Une année que je vagabondais, que je m'amusais au dépend de mes parents, sans étude ni travail. Un an avec un titre de bon à rien, de chômeur, de glandeur collé au front. Cette année-là se termine. Bientôt, je retrouverai la vie bien rangée d'un fermier lambda ou d'un étudiant. La vie ennuyante et déprimante d'un cultivateur normal ou d'un jeune destiné à redonner à l'Humanité sa grandeur d'antan, comme tout le monde dans cette foutue "ville". Alors oui, je trouverai peut-être une jolie demoiselle dont je tomberai amoureux, avec qui j'aurais des enfants, une vie de famille.
J'ai pas envie.
Avoir une maison, un chien, un joli terrain au milieu des champs et une petite voiture ?
J'ai pas envie.
Et tous les ans, venir à cette fichue commémoration sur la place de chaque ville, chaque patelin dans lesquels je me réfugierai, écouter les discours, les souvenirs, les gens brisés, les spécialistes, le conseil d'état avare sur un grand écran spécialement installé pour l'occasion, expliquer à mes rejetons de prendre exemple sur cet évènement pour construire un monde meilleur, sans refaire les mêmes erreurs.

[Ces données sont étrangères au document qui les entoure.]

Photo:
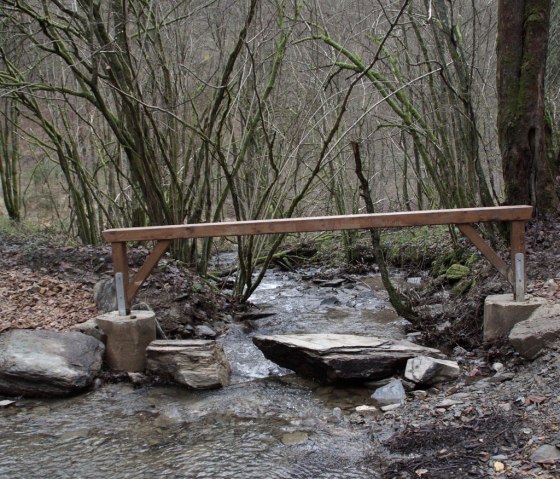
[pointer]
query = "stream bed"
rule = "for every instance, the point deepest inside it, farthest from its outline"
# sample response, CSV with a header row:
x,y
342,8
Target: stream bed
x,y
269,423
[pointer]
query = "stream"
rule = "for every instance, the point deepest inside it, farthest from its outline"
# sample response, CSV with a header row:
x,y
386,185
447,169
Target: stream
x,y
269,423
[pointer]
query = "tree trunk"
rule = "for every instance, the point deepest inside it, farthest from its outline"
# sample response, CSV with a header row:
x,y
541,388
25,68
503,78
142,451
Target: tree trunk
x,y
521,51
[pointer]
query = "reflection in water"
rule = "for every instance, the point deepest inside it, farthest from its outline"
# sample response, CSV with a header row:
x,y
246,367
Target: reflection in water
x,y
267,424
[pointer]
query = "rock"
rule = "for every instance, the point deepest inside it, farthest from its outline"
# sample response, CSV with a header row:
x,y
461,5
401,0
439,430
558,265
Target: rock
x,y
196,363
427,371
339,357
105,295
546,453
294,438
392,393
456,272
91,328
330,301
204,331
367,410
38,363
331,283
499,466
390,407
497,367
502,313
529,337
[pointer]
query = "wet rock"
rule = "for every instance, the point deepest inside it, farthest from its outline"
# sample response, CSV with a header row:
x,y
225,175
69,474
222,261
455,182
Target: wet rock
x,y
39,363
367,410
294,438
542,328
204,331
427,371
546,453
340,357
392,393
330,283
390,407
330,301
196,363
105,295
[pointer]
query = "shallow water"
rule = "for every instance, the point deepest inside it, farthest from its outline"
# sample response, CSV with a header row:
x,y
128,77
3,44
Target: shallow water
x,y
268,424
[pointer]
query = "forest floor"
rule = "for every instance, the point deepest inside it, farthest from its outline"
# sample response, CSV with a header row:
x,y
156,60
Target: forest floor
x,y
489,423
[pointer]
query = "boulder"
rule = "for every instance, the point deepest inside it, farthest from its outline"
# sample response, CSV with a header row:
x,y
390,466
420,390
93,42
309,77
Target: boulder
x,y
392,393
340,357
195,363
427,371
38,363
529,337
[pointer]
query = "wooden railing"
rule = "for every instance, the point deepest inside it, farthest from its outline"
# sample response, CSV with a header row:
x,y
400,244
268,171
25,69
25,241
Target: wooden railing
x,y
464,219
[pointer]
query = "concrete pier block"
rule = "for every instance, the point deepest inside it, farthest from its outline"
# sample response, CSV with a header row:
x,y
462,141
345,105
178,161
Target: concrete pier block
x,y
127,338
502,312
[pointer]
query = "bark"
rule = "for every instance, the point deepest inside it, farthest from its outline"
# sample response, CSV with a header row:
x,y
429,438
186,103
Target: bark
x,y
521,51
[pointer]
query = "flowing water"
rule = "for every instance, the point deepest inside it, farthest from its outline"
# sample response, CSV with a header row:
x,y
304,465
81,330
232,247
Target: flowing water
x,y
268,424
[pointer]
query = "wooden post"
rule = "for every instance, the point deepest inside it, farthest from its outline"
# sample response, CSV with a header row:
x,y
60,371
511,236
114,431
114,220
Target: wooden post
x,y
120,268
518,260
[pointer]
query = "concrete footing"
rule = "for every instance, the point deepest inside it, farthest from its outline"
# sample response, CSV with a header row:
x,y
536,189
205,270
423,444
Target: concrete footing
x,y
127,339
502,312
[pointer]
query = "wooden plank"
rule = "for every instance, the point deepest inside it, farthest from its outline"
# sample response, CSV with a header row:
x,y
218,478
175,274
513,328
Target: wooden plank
x,y
326,223
485,248
151,261
518,246
120,265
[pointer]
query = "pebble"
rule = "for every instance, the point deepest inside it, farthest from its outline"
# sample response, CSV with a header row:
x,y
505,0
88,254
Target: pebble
x,y
390,407
294,438
546,452
420,394
367,410
447,403
499,466
497,367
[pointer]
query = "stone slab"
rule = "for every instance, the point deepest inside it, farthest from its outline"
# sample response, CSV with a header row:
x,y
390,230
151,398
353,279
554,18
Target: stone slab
x,y
39,363
542,328
502,313
194,363
340,357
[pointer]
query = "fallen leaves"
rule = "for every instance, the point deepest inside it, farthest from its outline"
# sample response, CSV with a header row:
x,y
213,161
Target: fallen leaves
x,y
36,300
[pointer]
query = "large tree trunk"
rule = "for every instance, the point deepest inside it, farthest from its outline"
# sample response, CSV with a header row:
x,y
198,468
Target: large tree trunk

Putain, j'ai tellement pas envie.
À quoi bon ? Quand la planète recommencera à tomber, à s'enfoncer lentement dans les détritus de l'Homme, un virus viendra probablement la sauver en décimant la population pour qu'elle puisse reprendre un meilleur départ. Encore et encore. Sauf qu'elle n'apprendra jamais la leçon.
Nous sommes Humains, après tout.
Nous sommes destinés à l'autodestruction.
Je n'ai toujours pas appuyé sur ce foutu bouton. Quelle tête en l'air je fais. Tout ça pour cracher un peu plus sur les humains. Je crois que ma déception et ma résignation envers ceux-ci n'est plus un secret.
J'effleure le bouton et le presse, après une fraction de secondes d'hésitation.